Frederick L. Allen

Frederick Lewis Allen

Frederick Lewis Allen was born in born in Boston, Massachusetts in 1890. After studying at Harvard University he joined the editorial staff of theAtlantic Monthly. This was followed by periods working for Century Magazine and Harper's Magazine. His best-selling book, Only Yesterday: An Informal History of the 1920s in America, was published in 1931. Lewis died in 1954.

Primary Sources

(1) Frederick Lewis Allen, Only Yesterday (1931)

If the American people turned a deaf ear to Woodrow Wilson's plea for the League of Nations during the early years of the Post-war decade, it was not simply because they were too weary of foreign entanglements and noble efforts to heed him. They were listening to something else. They were listening to ugly rumours of a huge radical conspiracy against the government and institutions of the United States. They had their ears cocked for the detonation of bombs and the tramp of Bolshevist armies. They seriously thought - or at least millions of them did, millions of otherwise reasonable citizens - that a Red revolution might begin in the United States the next month or next week, and they were less concerned with making the world safe for democracy than with making America safe for themselves.
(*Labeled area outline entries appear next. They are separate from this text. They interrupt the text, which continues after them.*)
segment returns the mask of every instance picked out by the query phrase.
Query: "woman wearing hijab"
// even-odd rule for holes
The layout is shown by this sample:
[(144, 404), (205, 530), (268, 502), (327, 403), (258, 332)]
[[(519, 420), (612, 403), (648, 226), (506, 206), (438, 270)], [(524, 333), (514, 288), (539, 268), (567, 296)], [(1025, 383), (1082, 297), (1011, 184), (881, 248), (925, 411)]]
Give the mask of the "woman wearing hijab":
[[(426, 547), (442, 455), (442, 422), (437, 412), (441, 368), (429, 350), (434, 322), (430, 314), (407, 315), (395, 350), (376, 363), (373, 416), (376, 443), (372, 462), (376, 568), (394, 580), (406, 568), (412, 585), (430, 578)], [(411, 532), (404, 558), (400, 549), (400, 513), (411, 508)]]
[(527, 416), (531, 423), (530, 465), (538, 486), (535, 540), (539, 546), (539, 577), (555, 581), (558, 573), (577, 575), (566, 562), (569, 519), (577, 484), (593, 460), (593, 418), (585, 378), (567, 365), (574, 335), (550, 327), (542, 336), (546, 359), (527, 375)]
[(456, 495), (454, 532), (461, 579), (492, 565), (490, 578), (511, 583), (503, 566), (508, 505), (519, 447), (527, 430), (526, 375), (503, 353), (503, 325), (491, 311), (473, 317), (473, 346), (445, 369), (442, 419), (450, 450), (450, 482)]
Those were the days when column after column of the front pages of the newspapers shouted the news of strikes and anti-Bolshevist riots; when radicals shot down Armistice Day paraders in the streets of Centralia, Washington, and in revenge the patriotic citizenry took out of jail a member of the Industrial Workers of the World (IWW) - a white American, be it noted - and lynched him by tying a rope around his neck and throwing him off a bridge; when properly elected members of the Assembly of New York State were expelled (and their constituents thereby disfranchised) simply because they had been elected as members of the venerable Socialist Party.

(2) Frederick Lewis Allen, Only Yesterday (1931)

At the height of the Big Red Scare - in April, 1920 - there had taken place at South Braintree, Massachusetts, a rime so unimportant that it was not even mentioned in the New York Times of the following day - or, for that matter, of the whole following year. It was the sort of crime which was taking place constantly all over the country. A paymaster and his guard, carrying two boxes containing the pay-roll of a shoe factory, were killed by two men with pistols, who thereupon leaped into an automobile which drew up at the kerb, and drove away across the railroad tracks. Two weeks later a couple of Italian radicals were arrested as the murders, and a year later the Italians were tried before Judge Webster Thayer and a jury and found guilty.